ODI Toolbox application experiments: from Comma Chameleon to Data Curator

ODI Code Fellow Stephen Fortune explains how the ODI Australian Network – an ODI Node – built on ODI Toolbox application Comma Chameleon’s code to enhance the application while working in the spirit of open source software development

Since my previous post, I’ve been continuing much needed house-keeping of the ODI Toolbox applications while providing as much assistance to the ODI Australian Network (previously ODI Queensland) as possible. As hinted at last time, the ODI Australian Network – one of our Pioneer Nodes – have also been busy, thinking through future directions for our ODI Toolbox application, Comma Chameleon.

Comma Chameleon is one of our ‘alpha stage’ applications – a desktop CSV editor, designed to make creating machine-readable tabular data easy through a minimal interface. Comma Chameleon is like a pared-back version of spreadsheet software with integrations to some of our other toolbox apps, namely CSV Lint (for validation) and Octopub (for publishing your well-formed CSV dataset to GitHub as open data).

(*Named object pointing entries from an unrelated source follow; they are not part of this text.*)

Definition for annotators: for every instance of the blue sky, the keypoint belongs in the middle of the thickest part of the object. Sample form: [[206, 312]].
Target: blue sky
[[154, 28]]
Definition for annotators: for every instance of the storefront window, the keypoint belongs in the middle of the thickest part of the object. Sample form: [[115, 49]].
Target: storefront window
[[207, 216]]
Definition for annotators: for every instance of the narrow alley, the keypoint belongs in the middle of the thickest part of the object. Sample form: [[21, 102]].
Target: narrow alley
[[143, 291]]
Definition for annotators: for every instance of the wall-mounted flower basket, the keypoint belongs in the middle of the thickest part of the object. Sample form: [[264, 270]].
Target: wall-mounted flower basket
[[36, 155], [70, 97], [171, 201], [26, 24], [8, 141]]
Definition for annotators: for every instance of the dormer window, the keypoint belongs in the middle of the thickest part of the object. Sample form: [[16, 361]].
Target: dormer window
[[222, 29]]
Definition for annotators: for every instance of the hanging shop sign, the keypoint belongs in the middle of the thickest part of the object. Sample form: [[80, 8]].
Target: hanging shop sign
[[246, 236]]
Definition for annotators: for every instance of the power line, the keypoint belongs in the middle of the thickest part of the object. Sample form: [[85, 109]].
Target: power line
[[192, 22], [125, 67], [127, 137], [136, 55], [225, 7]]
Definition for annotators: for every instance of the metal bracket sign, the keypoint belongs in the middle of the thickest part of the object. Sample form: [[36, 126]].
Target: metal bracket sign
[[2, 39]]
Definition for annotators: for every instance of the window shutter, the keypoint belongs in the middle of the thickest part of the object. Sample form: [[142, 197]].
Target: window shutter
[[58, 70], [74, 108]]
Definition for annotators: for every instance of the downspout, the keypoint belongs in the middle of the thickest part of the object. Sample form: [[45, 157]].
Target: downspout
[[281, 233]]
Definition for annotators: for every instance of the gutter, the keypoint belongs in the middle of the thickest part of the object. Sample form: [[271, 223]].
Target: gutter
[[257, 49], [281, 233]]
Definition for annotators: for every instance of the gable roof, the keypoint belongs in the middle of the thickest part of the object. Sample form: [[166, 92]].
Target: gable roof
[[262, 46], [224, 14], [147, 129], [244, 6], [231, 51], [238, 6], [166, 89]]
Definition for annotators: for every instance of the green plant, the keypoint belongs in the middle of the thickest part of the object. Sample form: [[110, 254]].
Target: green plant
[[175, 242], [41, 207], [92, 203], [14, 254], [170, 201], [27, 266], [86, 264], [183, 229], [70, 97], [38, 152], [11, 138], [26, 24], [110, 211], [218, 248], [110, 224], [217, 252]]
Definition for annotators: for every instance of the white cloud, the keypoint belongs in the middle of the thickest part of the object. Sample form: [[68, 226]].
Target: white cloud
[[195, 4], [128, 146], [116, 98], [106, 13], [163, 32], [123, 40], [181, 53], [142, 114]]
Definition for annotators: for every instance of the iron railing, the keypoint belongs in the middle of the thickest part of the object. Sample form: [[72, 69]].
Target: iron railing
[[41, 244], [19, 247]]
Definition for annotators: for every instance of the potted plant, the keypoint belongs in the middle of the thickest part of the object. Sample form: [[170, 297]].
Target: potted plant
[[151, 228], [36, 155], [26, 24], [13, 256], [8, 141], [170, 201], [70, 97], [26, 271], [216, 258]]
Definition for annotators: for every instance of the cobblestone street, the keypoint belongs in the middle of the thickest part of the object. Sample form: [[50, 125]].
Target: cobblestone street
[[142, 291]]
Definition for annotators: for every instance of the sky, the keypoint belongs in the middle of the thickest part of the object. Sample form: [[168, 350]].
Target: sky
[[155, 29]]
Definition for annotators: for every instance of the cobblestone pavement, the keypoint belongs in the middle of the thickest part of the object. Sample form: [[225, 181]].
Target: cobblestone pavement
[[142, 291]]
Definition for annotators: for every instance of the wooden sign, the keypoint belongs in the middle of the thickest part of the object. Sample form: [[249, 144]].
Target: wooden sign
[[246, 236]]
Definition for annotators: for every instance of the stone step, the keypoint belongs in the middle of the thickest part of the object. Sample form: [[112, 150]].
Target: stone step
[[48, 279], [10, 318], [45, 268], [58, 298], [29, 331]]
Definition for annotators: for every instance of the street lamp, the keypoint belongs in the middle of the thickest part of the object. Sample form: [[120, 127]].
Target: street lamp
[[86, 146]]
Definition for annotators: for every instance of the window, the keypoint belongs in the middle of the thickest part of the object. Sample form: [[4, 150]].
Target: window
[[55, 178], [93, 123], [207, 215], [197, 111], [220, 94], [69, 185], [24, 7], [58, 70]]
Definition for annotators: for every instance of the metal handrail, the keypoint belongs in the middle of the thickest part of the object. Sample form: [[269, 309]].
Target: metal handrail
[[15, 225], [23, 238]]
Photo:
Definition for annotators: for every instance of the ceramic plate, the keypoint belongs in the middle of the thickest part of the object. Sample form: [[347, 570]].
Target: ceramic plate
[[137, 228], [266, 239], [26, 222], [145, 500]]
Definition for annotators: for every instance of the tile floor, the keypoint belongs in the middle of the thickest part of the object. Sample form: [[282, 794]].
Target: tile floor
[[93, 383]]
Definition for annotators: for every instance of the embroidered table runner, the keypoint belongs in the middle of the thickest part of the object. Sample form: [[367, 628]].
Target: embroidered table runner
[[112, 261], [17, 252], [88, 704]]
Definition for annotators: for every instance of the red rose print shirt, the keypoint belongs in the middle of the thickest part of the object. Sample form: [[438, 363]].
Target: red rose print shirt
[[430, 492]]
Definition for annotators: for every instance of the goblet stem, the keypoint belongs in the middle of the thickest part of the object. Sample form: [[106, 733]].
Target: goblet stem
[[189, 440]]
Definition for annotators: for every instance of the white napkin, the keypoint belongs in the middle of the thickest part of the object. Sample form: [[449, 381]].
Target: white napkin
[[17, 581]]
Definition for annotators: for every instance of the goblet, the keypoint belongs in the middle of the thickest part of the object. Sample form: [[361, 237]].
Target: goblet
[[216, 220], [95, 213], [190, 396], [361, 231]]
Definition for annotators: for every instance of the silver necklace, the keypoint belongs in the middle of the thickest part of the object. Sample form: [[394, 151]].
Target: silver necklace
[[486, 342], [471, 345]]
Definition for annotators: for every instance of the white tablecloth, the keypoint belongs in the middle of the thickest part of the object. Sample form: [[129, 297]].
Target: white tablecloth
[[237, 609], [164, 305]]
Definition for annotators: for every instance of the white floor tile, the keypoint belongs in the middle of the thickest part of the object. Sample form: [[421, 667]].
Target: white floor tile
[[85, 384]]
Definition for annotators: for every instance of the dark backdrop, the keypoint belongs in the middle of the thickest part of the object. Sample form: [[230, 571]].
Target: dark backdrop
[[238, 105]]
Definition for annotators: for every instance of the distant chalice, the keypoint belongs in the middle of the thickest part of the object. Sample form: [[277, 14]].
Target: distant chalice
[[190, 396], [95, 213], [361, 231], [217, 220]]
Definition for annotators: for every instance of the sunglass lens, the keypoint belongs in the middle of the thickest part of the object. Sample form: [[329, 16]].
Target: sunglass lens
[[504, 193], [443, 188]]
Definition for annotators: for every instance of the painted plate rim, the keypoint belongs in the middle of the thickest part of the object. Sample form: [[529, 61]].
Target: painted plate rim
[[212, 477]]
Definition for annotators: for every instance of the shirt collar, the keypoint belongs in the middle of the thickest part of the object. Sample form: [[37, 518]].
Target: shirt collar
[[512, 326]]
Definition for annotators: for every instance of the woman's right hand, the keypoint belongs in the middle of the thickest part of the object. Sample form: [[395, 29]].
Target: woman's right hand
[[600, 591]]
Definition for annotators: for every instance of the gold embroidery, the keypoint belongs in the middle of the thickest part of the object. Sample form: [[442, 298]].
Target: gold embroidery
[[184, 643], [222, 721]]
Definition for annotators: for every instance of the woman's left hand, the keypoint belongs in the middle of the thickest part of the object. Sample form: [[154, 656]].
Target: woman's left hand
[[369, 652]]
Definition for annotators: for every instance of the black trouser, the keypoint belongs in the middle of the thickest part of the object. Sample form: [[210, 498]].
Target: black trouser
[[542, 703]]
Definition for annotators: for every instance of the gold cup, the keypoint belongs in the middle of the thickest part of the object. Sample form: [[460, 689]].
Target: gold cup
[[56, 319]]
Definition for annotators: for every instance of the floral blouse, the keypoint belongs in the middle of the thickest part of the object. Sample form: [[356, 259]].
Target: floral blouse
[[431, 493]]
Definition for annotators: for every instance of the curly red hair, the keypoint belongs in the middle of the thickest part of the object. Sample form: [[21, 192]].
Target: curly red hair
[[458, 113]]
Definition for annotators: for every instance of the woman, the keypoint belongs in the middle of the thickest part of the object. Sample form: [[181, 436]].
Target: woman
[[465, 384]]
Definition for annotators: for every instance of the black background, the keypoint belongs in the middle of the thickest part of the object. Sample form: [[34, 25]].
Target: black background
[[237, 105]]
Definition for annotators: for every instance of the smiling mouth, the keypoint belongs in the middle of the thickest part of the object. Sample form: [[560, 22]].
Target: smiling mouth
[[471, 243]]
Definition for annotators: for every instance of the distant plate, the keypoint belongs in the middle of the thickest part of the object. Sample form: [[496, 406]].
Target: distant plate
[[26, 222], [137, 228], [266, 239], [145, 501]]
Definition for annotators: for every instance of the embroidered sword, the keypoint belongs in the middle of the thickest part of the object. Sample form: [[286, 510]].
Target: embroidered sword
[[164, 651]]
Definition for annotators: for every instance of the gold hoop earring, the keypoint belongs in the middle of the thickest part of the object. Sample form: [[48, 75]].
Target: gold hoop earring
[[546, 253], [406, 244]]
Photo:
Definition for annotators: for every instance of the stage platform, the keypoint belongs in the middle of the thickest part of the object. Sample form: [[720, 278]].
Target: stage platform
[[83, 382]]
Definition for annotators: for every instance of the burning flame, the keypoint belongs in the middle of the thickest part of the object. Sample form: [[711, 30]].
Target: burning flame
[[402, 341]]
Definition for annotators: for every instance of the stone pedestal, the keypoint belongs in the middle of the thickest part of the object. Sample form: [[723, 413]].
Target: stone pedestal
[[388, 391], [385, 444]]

Stephen Gates, an active contributor to several ODI Toolbox applications – most notably Open Data Pathway – and the Australian team expressed an interest in taking Comma Chameleon further. They proposed developing it into an application that open data creators could use as part of their data publishing workflow. A proposal to fund the further development of Comma Chameleon was prepared and accepted.

Needless to say, this was an exciting development. I’d arrived at the ODI to treat the ODI Toolbox as a maintenance effort, creating a hospitable environment in which a community could establish itself. But here was both the energy and resources from an ODI Node to build on the existing code and enhance the application, all the while working in the spirit of OSS development.

Enter, Data Curator

As discussions between the ODI Australian Network and ODI HQ progressed, a consensus emerged that the ODI Australian Network were taking Comma Chameleon in a slightly different direction than ODI HQ had intended. There were additional concerns that the currently reduced capacity of ODI Labs team would be unable to assist with the additional overheads the proposal required. Given those differences in approach, both ODI HQ and the ODI Australian Network agreed it would make more sense to fork the existing code and develop a separate project under a new name, Data Curator.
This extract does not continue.